Per 2012, le emissioni globali sono aumentate del 44% rispetto ai livelli del 1997, guidato principalmente dalla crescita delle emissioni nei paesi in via di sviluppo. Quindici anni di negoziazione e attuazione non erano riusciti ad arginare l'aumento dei gas serra.

La strada per Copenaghen

Dopo Kyoto, le successive COP si sono concentrate sull'affrontare le sfide legate alla messa in pratica del Protocollo e al rafforzamento dell'azione globale per il clima. Alla COP 7, la comunità internazionale è arrivata al Accordi di Marrakech, che ha creato nuove regole sullo scambio di quote di emissioni e sui metodi di contabilizzazione dei gas serra.
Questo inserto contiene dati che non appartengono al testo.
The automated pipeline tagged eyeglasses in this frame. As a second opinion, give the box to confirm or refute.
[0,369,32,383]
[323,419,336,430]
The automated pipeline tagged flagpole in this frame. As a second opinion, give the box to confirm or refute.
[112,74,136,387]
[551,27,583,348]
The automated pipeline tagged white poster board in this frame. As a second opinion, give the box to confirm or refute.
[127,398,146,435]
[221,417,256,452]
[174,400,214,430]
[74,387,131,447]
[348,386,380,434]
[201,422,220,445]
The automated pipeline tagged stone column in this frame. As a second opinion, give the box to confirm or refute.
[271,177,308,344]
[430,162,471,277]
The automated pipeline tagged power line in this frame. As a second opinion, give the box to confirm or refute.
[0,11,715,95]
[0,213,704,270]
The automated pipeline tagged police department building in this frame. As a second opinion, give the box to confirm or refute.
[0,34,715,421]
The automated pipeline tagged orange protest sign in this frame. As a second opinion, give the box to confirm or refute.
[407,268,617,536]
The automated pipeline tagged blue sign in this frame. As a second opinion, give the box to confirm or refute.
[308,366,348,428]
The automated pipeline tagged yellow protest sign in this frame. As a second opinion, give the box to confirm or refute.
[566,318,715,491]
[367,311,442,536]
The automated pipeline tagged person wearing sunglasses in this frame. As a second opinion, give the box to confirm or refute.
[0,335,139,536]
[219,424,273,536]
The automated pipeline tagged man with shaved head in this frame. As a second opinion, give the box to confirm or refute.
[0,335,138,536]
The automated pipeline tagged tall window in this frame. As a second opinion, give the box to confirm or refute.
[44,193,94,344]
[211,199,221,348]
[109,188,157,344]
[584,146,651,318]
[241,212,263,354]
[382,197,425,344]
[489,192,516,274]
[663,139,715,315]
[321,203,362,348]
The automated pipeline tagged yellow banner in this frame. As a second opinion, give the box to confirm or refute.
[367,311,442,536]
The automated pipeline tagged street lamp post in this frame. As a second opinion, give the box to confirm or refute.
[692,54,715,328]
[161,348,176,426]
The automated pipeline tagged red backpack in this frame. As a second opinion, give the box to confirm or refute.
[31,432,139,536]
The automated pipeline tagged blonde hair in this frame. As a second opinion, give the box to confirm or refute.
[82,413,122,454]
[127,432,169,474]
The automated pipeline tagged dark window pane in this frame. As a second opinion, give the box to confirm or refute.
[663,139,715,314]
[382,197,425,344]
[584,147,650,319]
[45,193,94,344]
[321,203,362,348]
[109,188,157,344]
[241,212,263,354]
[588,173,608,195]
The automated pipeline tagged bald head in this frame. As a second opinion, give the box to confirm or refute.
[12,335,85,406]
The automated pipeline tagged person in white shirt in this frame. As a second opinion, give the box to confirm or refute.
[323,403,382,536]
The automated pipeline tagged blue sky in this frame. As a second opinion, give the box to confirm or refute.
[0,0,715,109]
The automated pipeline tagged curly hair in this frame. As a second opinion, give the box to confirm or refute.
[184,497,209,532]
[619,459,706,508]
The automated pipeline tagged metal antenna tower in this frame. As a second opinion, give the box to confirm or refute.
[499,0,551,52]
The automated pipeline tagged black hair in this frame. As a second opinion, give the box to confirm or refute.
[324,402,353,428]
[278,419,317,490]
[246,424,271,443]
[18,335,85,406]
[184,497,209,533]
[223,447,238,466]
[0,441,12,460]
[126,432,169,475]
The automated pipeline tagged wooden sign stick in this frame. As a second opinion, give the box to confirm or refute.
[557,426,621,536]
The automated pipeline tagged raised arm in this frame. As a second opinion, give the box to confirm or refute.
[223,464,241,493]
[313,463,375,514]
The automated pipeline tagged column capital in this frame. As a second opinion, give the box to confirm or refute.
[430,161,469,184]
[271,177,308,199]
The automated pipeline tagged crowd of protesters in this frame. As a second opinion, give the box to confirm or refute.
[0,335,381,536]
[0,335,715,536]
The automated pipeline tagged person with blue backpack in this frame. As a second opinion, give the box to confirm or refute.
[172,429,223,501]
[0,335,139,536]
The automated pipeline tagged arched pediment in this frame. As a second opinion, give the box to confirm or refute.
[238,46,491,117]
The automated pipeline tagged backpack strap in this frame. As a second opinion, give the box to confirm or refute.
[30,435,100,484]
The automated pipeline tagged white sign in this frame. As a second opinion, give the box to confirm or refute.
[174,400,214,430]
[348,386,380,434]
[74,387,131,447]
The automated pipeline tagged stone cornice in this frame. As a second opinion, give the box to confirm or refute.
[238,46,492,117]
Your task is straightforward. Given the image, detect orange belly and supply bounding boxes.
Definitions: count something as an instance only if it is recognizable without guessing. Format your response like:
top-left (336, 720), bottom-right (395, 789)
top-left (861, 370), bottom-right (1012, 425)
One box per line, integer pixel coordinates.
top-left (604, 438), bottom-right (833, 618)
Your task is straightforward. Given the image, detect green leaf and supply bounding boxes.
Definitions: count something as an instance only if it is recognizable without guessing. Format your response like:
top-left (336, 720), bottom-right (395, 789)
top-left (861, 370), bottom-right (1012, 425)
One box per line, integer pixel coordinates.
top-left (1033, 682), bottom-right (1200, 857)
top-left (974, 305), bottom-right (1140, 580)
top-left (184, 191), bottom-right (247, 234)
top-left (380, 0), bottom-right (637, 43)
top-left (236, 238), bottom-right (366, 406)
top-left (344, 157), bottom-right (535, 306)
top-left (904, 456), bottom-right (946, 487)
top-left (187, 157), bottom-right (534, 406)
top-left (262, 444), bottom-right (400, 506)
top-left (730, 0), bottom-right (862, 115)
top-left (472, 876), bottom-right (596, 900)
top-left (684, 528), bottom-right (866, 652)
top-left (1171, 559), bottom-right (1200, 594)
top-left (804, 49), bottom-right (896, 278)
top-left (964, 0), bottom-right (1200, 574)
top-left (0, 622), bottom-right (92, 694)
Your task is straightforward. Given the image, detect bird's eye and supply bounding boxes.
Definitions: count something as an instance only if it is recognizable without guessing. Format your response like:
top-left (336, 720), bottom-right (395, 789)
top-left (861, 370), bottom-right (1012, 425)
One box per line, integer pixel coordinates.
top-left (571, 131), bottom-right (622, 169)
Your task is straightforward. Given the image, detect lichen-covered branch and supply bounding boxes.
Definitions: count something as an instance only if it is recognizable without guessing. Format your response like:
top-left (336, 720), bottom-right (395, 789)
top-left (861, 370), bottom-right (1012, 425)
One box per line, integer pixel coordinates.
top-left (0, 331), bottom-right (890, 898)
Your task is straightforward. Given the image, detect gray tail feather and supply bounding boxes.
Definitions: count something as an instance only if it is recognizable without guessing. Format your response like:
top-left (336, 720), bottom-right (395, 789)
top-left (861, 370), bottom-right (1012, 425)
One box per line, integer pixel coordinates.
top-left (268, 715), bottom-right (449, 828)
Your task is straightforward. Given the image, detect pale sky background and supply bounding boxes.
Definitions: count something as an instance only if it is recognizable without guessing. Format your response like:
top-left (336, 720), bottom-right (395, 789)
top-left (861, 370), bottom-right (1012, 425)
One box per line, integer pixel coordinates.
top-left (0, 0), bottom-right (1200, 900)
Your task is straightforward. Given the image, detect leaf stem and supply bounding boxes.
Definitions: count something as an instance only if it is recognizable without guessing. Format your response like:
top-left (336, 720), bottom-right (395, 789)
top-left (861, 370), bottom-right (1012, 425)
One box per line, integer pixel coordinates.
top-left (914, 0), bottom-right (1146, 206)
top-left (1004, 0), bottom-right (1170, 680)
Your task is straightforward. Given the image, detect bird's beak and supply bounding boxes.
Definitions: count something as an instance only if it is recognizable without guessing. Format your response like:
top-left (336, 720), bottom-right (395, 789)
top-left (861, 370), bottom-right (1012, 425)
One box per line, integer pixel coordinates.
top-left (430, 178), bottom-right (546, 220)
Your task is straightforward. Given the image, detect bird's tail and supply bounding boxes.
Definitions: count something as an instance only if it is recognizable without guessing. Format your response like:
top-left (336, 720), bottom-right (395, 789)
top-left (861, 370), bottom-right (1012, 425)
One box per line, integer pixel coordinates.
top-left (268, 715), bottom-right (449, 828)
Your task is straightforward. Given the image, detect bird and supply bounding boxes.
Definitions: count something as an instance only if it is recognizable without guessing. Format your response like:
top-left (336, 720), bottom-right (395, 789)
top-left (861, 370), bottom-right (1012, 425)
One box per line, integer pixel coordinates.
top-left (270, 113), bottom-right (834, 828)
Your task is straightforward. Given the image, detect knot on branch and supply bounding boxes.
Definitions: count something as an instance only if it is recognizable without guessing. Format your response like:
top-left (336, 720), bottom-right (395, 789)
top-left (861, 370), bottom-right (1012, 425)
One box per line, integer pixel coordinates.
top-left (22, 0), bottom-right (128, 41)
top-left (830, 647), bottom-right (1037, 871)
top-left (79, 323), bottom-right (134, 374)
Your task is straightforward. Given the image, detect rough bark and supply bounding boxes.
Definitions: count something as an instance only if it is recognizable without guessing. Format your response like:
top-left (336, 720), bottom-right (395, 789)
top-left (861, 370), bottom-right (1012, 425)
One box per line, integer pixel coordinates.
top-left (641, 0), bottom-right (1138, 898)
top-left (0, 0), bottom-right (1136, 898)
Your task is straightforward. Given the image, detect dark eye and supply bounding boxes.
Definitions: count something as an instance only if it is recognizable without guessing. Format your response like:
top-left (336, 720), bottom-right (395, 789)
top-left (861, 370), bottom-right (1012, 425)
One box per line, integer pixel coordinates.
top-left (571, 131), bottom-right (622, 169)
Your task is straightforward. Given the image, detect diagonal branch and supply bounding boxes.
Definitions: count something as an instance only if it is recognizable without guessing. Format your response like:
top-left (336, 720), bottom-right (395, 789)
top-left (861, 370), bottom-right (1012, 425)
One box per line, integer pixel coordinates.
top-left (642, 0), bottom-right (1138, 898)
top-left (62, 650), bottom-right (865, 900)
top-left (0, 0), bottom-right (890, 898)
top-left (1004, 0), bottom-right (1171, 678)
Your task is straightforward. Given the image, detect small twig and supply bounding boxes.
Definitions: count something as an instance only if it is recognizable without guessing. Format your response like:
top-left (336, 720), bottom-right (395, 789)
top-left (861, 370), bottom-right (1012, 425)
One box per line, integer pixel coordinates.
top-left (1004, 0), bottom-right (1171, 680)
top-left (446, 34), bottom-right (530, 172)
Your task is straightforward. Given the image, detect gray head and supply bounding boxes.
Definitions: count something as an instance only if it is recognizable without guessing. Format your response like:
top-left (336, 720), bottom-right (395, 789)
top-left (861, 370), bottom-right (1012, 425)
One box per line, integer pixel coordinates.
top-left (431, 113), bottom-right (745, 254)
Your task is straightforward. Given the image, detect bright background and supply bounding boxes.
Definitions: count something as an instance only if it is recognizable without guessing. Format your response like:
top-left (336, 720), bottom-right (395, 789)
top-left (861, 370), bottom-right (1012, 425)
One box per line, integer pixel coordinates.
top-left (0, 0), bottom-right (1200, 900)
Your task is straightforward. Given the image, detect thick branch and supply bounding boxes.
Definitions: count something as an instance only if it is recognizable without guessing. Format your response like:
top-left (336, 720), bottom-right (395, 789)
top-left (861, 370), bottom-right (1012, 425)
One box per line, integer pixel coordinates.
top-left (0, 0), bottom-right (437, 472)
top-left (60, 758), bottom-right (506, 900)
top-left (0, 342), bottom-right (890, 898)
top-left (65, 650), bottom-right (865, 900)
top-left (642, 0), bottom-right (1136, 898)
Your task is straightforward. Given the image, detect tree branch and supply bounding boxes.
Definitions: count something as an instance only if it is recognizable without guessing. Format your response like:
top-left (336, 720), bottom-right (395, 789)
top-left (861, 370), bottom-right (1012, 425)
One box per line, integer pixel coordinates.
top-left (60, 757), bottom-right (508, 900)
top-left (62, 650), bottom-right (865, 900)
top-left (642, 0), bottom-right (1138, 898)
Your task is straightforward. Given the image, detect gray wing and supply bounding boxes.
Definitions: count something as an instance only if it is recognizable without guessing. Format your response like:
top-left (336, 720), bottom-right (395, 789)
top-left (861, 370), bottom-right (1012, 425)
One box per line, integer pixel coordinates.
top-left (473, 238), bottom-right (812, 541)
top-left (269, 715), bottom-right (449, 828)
Ha inoltre sviluppato ulteriormente un regime di conformità con conseguenze per il mancato raggiungimento degli obiettivi. A Bali nel 2007 (COP 13), i negoziati hanno cercato di espandere e mobilitare finanziamenti per promuovere gli sforzi di mitigazione e adattamento in tutto il mondo. La COP 13 ha visto anche la creazione del Mappa stradale di Bali sviluppare un accordo successore legalmente vincolante a Kyoto che impegnerebbe tutte le nazioni a ridurre le emissioni. Dopo due anni di pianificazione e negoziati, un accordo così ambizioso sembrava una possibilità concreta alla COP 15 di Copenaghen. Soprannominata "Hopenhagen" dagli attivisti ambientali, la realtà della COP 15 sarebbe molto diversa.